New phase of procurement starts Jan 2016
THE Class Head of Procurement and Supply Chain Management of the Civil Service, Dr Tett Affotey-Walters, has promised a new phase of procurement in the country, starting January 2016.
According to him, public procurement experts have been employed by the government to help reduce the burden on over expenditure, the incidence of judgement debts, delays in payments and over-invoicing by ensuring that they are minimised or completely eliminated.
That, he said, would help the government save more money to invest in development projects.
He added that procurement was going to be stronger in the development of Ghana’s infrastructure sector to ensure that projects were completed on time and with the right price.
Mr Affotey-Walters made this known at the opening of the third Procurement and Supply Chain Management Summit 2015 in Accra.
The theme for the two-day summit was: ”Advancing the frontiers of procurement and supply chain management system in Ghana.”
Accountability
To ensure accountability, he said, contractors who did not complete their projects on time would be brought to book and contractual disciplines would be enforced.
He added that issues of evaluation, which are always clapped on government, would be reduced.
Mr Affotey-Walters further stated that to ensure transparency and also prevent the incidence of potential suppliers not getting tender documents to buy, all tender documents would be uploaded onto websites with effect from next year.
In her key note address, the Chief Director of the Office of the Head of Civil Service, Mrs Cynthia Asare Bediako, said critical attention must be given to procurement related issues in every sector of the economy if the country was to develop.
She noted that procurement was the engine of the nation’s development, but little attention was being given to it.

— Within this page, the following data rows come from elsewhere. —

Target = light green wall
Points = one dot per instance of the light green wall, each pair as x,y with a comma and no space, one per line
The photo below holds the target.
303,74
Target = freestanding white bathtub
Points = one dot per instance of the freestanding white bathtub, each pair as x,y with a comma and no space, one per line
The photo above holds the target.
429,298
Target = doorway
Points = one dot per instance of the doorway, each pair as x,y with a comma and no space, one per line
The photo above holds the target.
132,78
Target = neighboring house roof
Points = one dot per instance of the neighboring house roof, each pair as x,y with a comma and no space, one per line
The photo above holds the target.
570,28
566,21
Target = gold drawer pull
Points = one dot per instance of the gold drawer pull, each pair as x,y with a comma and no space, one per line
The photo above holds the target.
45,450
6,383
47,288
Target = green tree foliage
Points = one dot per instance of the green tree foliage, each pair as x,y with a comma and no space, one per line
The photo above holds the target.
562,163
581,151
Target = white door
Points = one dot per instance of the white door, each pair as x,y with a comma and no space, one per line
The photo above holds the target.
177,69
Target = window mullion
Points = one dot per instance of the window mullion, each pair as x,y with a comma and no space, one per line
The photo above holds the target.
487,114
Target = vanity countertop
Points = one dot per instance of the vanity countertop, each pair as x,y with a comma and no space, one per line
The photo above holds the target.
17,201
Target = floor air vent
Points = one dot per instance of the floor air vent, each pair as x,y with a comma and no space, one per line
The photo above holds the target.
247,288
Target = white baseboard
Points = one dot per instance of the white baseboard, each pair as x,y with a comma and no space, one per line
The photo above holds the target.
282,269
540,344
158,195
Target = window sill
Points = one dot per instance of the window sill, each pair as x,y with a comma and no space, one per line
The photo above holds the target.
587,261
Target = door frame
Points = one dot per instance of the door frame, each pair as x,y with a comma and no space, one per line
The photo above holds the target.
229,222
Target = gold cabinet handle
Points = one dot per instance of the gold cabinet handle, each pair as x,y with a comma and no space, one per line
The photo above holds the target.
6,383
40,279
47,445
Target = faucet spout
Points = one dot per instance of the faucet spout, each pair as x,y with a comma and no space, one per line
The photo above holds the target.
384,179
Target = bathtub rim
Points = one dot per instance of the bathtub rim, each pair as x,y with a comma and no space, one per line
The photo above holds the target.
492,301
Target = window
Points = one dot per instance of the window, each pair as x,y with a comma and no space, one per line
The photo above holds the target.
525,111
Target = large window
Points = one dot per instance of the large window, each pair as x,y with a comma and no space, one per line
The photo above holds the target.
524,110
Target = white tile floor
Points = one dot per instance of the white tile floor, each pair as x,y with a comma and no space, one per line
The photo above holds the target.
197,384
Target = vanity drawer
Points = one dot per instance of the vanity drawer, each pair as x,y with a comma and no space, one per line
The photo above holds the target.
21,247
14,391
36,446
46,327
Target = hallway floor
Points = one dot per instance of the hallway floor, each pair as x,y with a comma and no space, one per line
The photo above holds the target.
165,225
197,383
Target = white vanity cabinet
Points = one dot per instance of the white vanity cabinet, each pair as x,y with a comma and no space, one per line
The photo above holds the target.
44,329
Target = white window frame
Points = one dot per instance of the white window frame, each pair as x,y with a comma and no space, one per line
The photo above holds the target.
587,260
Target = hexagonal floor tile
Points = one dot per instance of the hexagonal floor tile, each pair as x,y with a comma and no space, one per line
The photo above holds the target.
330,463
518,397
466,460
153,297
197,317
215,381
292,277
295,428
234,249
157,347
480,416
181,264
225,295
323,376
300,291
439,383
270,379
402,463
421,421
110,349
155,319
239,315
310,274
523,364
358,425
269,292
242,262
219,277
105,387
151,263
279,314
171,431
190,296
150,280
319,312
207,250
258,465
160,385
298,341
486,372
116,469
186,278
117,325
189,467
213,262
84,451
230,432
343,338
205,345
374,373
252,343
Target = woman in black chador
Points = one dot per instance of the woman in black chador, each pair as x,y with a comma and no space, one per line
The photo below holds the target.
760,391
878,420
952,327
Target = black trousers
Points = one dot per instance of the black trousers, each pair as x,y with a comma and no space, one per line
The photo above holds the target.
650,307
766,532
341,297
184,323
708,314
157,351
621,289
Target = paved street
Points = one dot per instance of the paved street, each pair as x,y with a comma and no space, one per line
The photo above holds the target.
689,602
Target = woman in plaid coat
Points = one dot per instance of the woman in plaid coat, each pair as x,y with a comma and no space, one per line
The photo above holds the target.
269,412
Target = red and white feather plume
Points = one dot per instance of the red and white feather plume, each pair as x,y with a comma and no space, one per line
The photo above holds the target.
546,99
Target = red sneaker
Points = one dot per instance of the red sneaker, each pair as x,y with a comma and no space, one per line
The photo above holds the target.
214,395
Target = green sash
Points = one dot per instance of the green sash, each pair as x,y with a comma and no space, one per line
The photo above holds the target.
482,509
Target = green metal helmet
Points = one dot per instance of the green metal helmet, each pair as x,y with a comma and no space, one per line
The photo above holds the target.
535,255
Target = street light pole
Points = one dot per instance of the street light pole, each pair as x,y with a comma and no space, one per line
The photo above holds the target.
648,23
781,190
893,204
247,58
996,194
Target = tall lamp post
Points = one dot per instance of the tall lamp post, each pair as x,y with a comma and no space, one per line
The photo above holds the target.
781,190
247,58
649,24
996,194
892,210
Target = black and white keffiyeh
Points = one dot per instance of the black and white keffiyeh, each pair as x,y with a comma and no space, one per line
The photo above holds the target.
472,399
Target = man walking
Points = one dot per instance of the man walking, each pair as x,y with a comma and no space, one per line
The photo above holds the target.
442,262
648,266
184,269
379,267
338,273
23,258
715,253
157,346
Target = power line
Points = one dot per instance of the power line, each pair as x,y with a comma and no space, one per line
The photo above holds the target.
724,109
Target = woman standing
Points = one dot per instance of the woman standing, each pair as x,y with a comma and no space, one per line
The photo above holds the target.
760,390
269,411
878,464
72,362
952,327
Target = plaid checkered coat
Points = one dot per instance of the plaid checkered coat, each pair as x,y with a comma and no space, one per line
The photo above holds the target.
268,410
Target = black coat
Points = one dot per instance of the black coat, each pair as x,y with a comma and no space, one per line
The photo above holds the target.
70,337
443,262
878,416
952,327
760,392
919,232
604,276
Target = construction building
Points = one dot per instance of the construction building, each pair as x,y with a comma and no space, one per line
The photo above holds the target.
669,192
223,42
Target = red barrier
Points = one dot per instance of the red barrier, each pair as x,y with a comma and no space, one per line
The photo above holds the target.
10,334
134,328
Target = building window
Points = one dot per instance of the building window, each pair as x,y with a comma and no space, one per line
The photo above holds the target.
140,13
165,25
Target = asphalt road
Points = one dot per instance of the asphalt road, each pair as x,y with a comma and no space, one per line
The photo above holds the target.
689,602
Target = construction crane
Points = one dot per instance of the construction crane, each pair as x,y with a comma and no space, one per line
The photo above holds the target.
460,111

Gaps in developmental agenda
“What attention are we giving to this group of people, who for me, hold the life-line to our development? How seriously are we taking procurement courses? Are we training them enough? Are we recruiting the right calibre of people? Are we employing this group of people that we think should set the ball rolling? We must accept the fact that our lives are centred around procurement and we need to recognise and nurture it,” she added.
Mrs Asare Bediako, therefore, called for re-strategising if the country was to move on.
She was also of the view that procurement officers should be held accountable for the gaps in the development of the country, since it was their duty to ensure that every budget of the government went through effective procurement process.
“For that matter, if we are complaining of one service or something, as Ghanaians, we need to ask ourselves what went wrong or what is going wrong in the process. That is why I am saying that we may be able to hold the procurement professionals accountable for some of these things, because at the end of the day, the big budgets that we read about for the construction of roads, dams, hospitals must all be questioned,” she stated.